Langhorne Named MVP
COLLEGE PARK, Md. -- Maryland's Crystal Langhorne was named Most Valuable Player of the 2005 U19 FIBA World Championship in Tunis, Tunisia, as she helped the USA win the gold medal on Sunday, July 24, with a 97-76 win over Serbia and Montenegro.
It is the second gold medal of the summer for Langhorne (Willingboro, N.J./Willingboro), teammate Marissa Coleman (Cheltenham, Md./St. John's College [D.C.]), who will be a freshman at Maryland in the fall, and the United States. The Americans won the gold medal at the International Sports Invitational in San Diego in June.
"This means a lot (winning the MVP award), I feel honored. There were so many great players in this tournament and on our team, to be named MVP is overwhelming," said team tri-captain Langhorne in a USA Basketball press release.

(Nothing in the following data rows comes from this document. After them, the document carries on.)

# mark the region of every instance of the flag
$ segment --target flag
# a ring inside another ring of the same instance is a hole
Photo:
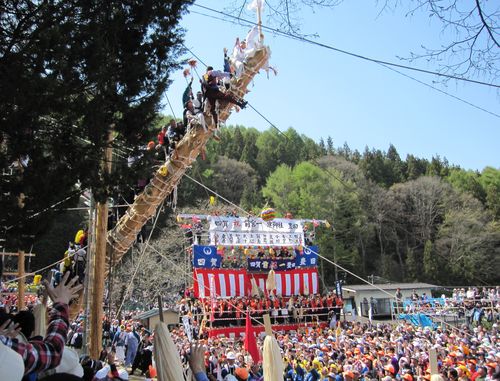
[[[250,321],[250,313],[247,310],[247,318],[245,324],[245,350],[252,356],[254,364],[260,361],[260,352],[257,348],[257,340],[255,340],[255,333],[253,330],[252,322]]]
[[[264,3],[262,0],[253,0],[250,4],[248,4],[247,9],[249,11],[257,11],[260,9],[262,12],[262,9],[264,8]]]

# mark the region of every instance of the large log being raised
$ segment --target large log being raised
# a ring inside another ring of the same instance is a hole
[[[243,72],[238,78],[231,80],[230,92],[238,98],[243,98],[247,92],[247,86],[253,77],[268,62],[269,49],[265,46],[256,49],[246,59]],[[223,105],[219,109],[219,120],[225,122],[231,113],[233,105]],[[108,232],[108,249],[105,273],[109,272],[109,265],[118,263],[123,255],[130,249],[136,240],[144,224],[150,219],[163,203],[165,198],[172,193],[180,179],[196,160],[208,139],[216,130],[210,112],[204,112],[207,129],[201,125],[195,125],[177,144],[176,156],[172,157],[155,173],[151,182],[146,186],[120,218],[115,228]],[[110,260],[111,259],[111,260]]]

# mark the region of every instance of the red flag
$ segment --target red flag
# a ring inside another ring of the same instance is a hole
[[[260,352],[257,348],[257,340],[253,330],[252,322],[250,321],[250,312],[247,310],[247,318],[245,324],[245,350],[252,356],[253,362],[257,364],[260,361]]]

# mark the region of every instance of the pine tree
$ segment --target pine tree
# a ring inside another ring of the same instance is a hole
[[[0,3],[0,14],[9,15],[0,21],[0,164],[30,159],[0,195],[3,224],[14,226],[9,237],[39,230],[27,215],[75,193],[77,181],[100,201],[129,183],[128,151],[113,159],[111,175],[103,171],[108,136],[136,153],[147,142],[178,67],[178,23],[191,3]],[[21,193],[26,207],[19,209]]]

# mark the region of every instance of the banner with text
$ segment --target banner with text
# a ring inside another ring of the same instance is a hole
[[[248,258],[248,271],[274,271],[293,270],[301,267],[316,267],[318,265],[318,247],[307,246],[300,253],[295,250],[295,258],[291,259],[264,259],[264,258]]]
[[[209,217],[211,245],[221,246],[300,246],[304,243],[301,220],[275,218]]]
[[[193,267],[212,269],[221,266],[222,257],[215,246],[193,246]]]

The 2005 ACC Rookie of the Year, Langhorne started all eight games of the tournament and led the team in scoring with 16.6 points per game and was second in rebounding with 6.4 rebounds. Making her debut on the U19 World Championship game, she also shot a team-best .775 from the field (55-71).

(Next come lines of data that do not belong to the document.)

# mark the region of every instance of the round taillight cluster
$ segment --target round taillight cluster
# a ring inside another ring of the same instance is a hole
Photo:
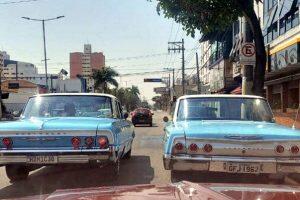
[[[277,153],[283,153],[284,147],[282,145],[277,145],[275,150]]]
[[[211,144],[205,144],[203,146],[203,151],[206,153],[210,153],[210,152],[212,152],[212,150],[213,150],[213,147],[211,146]]]
[[[80,146],[81,140],[78,137],[73,137],[71,140],[71,143],[72,143],[74,149],[78,149]]]
[[[85,138],[85,145],[89,148],[92,147],[94,145],[94,138],[92,137]]]
[[[191,144],[191,145],[190,145],[190,150],[191,150],[191,151],[197,151],[197,150],[198,150],[198,145],[197,145],[197,144],[194,144],[194,143]]]
[[[100,149],[106,149],[108,147],[108,140],[106,137],[99,137],[98,144]]]
[[[12,140],[10,138],[3,138],[2,143],[7,149],[12,147]]]
[[[175,149],[177,150],[177,151],[182,151],[183,150],[183,144],[182,143],[176,143],[175,144]]]
[[[291,152],[292,152],[293,154],[299,153],[299,147],[296,146],[296,145],[292,146],[292,147],[291,147]]]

A two-time Gatorade Player of the Year for the District of Columbia and a high school All-American, Coleman average 8.1 ppg and 4.4 rpg, playing in every game of the championship. In her second summer with the U19 squad, she was instrumental in helping the USA qualify for this summer's U19 FIBA World Championship.
In the gold medal game, Langhorne was 7-for-7 from the field for 14 points, while adding three rebounds. She had dominated the Chinese in Americans' win over the China (99-68), netting 23 points on 9-for-10 shooting to put the U.S. in the gold medal game.
Coleman added eight points in the team's gold-medal victory, while adding three rebounds and two steals.
Formerly known as the FIBA Women's Junior World Championship and held every four years since 1985, the USA's capturing of gold in 2005 marks just the second time the American women have claimed gold in the six U19 World Championships. The U.S. now boasts of a 32-10 overall record and has captured two gold (2005, 1997) and one bronze medal (2001).